Published on 16 Dec 2022


What is paediatric rehabilitation?

Paediatric rehabilitation is goal directed, multidisciplinary care, which focuses on addressing activity limitations and/or participation restrictions a child or young person may be experiencing. It is a family-centred, specialised domain of paediatric medicine.

Activity limitations and participation restrictions

Activity limitations are ‘difficulties an individual may have in executing activities’1, such as feeding themselves or getting upstairs in their home.

Participation restrictions are ‘problems an individual may experience in life situations’1, such as being unable to participate in school due to fatigue or behavioural changes.

Goals

Paediatric rehabilitation is goal-focused and based upon measurable goal attainment. Goals should be specific, measurable, achievable, realistic and have a time target (SMART). Goals should be determined in collaboration with the child or young person and their family.

Ensuring that paediatric rehabilitation is based upon on patient and family-centred goals has a positive impact on the health and wellbeing of children and young people requiring these services, as well as their families.

Goal-setting in rehabilitation Clinical Excellence Queensland

Inpatient paediatric rehabilitation

Inpatient paediatric rehabilitation is paediatric rehabilitation for children or young people in an admitted, inpatient setting. It is generally of a higher intensity than other rehabilitation programs that may be available in an ambulatory or community setting. This higher intensity is extremely important, as outlined below.

Children and young people admitted for inpatient rehabilitation are not managed like other patient cohorts, who may be discharged as soon as they are medically stable. Inpatient rehabilitation patients remain as inpatients to allow access to high intensity therapy, which will optimise their recovery and outcomes.

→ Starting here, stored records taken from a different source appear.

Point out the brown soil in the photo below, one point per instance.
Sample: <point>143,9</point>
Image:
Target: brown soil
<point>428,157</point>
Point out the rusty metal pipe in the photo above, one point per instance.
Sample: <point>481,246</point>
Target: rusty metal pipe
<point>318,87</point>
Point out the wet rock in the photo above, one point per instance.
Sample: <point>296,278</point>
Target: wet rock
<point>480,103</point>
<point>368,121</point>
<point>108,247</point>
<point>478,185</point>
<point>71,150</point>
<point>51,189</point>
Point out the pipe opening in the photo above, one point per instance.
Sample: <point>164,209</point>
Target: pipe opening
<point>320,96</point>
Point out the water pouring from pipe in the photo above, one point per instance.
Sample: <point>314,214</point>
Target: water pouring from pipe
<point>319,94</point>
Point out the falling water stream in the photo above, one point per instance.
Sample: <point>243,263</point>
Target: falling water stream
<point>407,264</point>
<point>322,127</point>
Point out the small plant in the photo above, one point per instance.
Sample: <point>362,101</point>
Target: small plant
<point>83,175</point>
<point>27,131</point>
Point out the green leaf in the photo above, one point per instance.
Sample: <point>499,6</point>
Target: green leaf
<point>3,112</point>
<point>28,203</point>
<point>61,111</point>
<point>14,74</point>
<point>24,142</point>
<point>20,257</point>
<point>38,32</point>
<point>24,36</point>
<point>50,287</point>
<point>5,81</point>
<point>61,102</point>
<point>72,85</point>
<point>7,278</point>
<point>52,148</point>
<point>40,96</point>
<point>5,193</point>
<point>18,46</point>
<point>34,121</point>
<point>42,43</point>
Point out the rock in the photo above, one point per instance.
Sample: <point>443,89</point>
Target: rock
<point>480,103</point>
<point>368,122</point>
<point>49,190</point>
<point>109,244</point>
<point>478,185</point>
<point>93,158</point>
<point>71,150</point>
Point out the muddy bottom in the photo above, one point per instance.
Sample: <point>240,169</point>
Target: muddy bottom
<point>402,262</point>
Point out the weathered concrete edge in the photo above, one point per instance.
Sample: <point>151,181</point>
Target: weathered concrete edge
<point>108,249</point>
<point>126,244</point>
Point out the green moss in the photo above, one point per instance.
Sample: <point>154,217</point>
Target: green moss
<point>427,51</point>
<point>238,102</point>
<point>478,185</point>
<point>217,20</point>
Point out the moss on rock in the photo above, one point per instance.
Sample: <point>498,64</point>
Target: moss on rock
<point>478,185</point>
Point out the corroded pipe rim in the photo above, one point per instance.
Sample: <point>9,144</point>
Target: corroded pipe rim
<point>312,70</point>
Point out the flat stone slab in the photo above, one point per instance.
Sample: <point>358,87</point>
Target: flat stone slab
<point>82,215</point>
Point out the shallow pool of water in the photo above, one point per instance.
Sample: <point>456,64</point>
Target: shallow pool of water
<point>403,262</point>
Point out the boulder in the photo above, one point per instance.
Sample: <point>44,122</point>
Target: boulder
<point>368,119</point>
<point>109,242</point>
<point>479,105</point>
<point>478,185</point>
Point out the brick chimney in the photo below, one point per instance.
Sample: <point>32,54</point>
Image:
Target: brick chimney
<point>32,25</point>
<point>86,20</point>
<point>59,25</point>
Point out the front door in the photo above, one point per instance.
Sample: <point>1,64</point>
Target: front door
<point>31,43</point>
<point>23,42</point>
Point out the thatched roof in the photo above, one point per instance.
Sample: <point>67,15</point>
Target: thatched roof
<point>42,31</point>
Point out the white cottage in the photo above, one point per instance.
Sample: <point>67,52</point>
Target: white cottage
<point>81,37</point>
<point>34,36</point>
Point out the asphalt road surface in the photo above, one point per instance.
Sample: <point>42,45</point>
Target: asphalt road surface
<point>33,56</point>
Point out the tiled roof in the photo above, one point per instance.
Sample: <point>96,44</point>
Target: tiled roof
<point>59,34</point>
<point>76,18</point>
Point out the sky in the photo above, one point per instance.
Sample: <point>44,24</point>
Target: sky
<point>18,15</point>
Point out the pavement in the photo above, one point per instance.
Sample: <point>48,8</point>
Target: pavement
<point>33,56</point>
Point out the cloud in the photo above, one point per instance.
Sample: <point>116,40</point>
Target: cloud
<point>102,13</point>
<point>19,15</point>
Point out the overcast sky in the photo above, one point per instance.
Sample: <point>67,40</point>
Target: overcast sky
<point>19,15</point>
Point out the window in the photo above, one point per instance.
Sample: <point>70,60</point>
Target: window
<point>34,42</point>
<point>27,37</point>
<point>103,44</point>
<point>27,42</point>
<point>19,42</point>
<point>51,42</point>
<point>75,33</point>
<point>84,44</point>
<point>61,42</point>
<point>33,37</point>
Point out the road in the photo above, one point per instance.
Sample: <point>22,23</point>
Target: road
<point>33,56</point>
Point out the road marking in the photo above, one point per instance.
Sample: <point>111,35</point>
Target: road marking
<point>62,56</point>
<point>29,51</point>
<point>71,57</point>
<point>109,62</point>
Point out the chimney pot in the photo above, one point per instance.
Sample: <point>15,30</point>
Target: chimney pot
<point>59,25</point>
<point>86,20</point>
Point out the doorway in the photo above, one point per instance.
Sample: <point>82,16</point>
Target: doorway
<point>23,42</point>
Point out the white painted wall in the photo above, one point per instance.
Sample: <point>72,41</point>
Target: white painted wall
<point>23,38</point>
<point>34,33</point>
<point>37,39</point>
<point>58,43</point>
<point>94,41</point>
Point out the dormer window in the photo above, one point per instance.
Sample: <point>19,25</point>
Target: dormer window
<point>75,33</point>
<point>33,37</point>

At times they may be discharged if they can be managed safely at home and an ambulatory or community program is available to support functional improvements at a sufficient intensity.

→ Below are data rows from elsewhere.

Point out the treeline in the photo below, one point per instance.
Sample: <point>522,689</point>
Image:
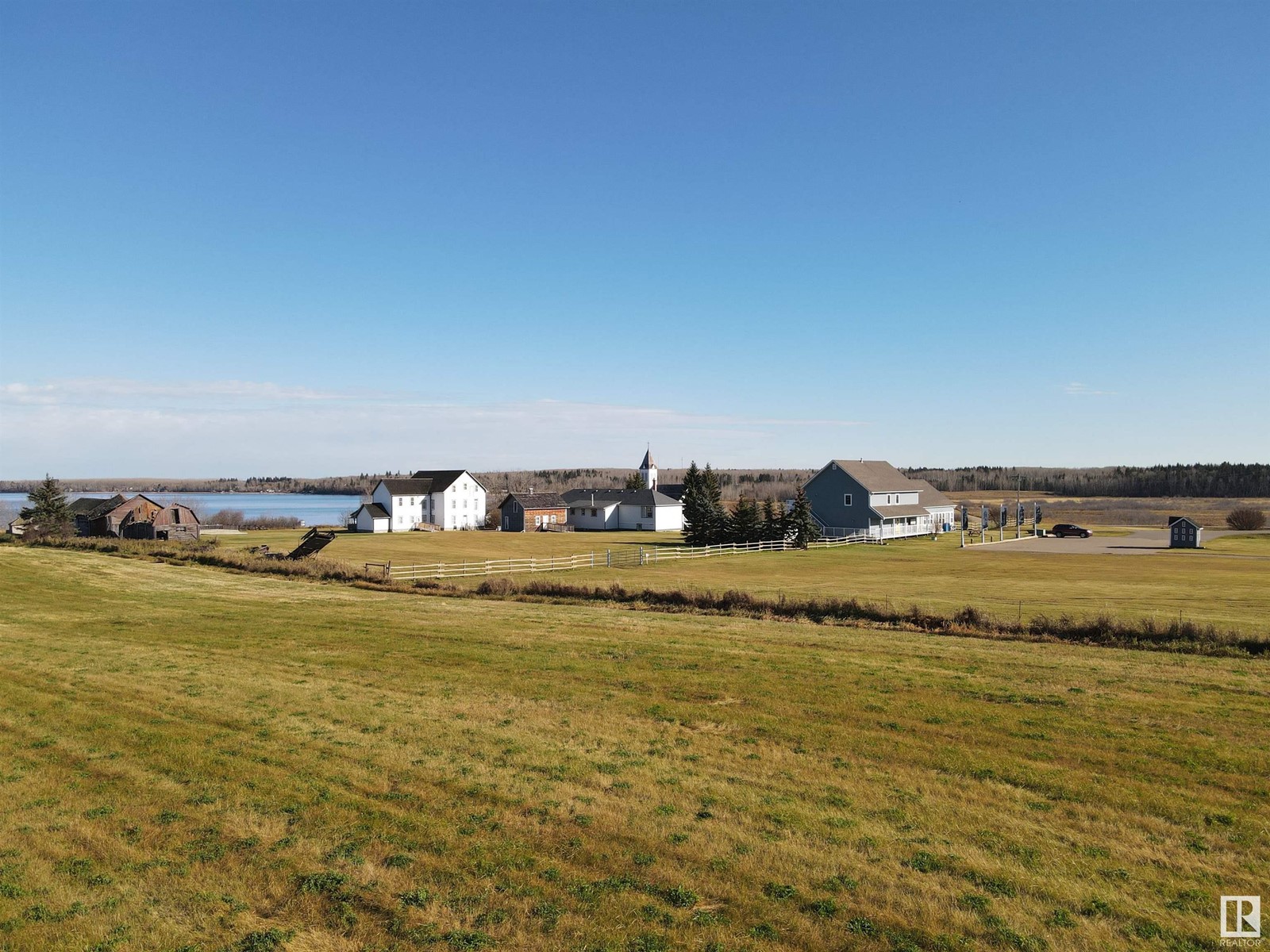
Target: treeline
<point>308,486</point>
<point>1216,480</point>
<point>733,484</point>
<point>708,522</point>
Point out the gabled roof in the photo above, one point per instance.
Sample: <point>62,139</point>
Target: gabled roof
<point>105,505</point>
<point>931,497</point>
<point>111,505</point>
<point>406,488</point>
<point>444,479</point>
<point>889,512</point>
<point>876,475</point>
<point>86,505</point>
<point>632,497</point>
<point>675,490</point>
<point>537,501</point>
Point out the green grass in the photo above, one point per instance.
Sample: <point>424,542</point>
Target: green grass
<point>200,758</point>
<point>425,547</point>
<point>943,578</point>
<point>937,577</point>
<point>1244,543</point>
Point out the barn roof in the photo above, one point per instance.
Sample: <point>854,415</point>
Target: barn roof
<point>106,505</point>
<point>87,505</point>
<point>537,501</point>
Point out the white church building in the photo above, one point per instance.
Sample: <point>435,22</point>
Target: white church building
<point>431,499</point>
<point>641,509</point>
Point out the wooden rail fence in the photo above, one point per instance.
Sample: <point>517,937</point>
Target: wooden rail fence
<point>628,558</point>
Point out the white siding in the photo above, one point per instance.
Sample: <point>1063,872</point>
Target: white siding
<point>605,518</point>
<point>368,524</point>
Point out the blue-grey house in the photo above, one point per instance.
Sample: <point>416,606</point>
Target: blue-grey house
<point>872,497</point>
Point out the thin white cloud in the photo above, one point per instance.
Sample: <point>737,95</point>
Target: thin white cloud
<point>1085,390</point>
<point>118,427</point>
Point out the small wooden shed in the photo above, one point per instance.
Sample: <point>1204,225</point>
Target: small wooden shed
<point>1184,532</point>
<point>526,512</point>
<point>368,517</point>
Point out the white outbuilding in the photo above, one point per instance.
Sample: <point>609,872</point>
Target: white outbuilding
<point>431,499</point>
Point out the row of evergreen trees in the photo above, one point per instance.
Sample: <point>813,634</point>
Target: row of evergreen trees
<point>706,522</point>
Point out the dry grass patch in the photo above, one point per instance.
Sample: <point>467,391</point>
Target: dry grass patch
<point>194,758</point>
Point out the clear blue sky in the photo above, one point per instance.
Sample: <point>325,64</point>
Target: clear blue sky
<point>318,238</point>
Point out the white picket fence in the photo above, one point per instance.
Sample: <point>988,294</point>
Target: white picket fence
<point>626,558</point>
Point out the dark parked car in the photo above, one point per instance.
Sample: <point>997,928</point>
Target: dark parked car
<point>1064,528</point>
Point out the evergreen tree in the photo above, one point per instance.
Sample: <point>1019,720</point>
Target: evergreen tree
<point>745,524</point>
<point>802,528</point>
<point>772,527</point>
<point>696,511</point>
<point>48,512</point>
<point>715,517</point>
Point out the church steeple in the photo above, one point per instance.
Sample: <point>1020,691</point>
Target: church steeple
<point>648,470</point>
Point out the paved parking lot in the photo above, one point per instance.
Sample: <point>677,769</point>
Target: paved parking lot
<point>1138,543</point>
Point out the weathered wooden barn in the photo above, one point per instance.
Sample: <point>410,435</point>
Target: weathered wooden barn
<point>173,524</point>
<point>522,512</point>
<point>86,508</point>
<point>141,517</point>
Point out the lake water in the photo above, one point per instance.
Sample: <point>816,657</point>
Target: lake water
<point>311,509</point>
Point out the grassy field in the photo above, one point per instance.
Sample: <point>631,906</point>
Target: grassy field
<point>1123,511</point>
<point>935,575</point>
<point>200,759</point>
<point>422,547</point>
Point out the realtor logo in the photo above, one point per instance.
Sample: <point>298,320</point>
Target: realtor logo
<point>1241,917</point>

Why is intensive rehabilitation important?

When a child or young person experiences a significant loss of functional skills, either due to injury or illness, they may require intensive inpatient rehabilitation. Research has shown that high intensity rehabilitation programs optimise functional recovery and produce better long-term outcomes, across a variety of conditions.2

When undergoing intensive rehabilitation following an injury or illness periods of rapid change are often seen followed by periods of slower progression. Having access to intense rehabilitation during times of rapid change can have positive long-term impact on recovery and functional skills, while a less intense program may slow progression.


References

  1. Australian Institute of Health and Welfare. ICF Australian User Guide Version 1.0. Canberra, ACT: Australian Institute of Health and Welfare; 2003.
  2. Australasian Faculty of Rehabilitation Medicine. Standards for the provision of paediatric rehabilitation medicine inpatient services in public and private hospitals. Sydney, NSW: Royal Australian College of Physicians; 2015.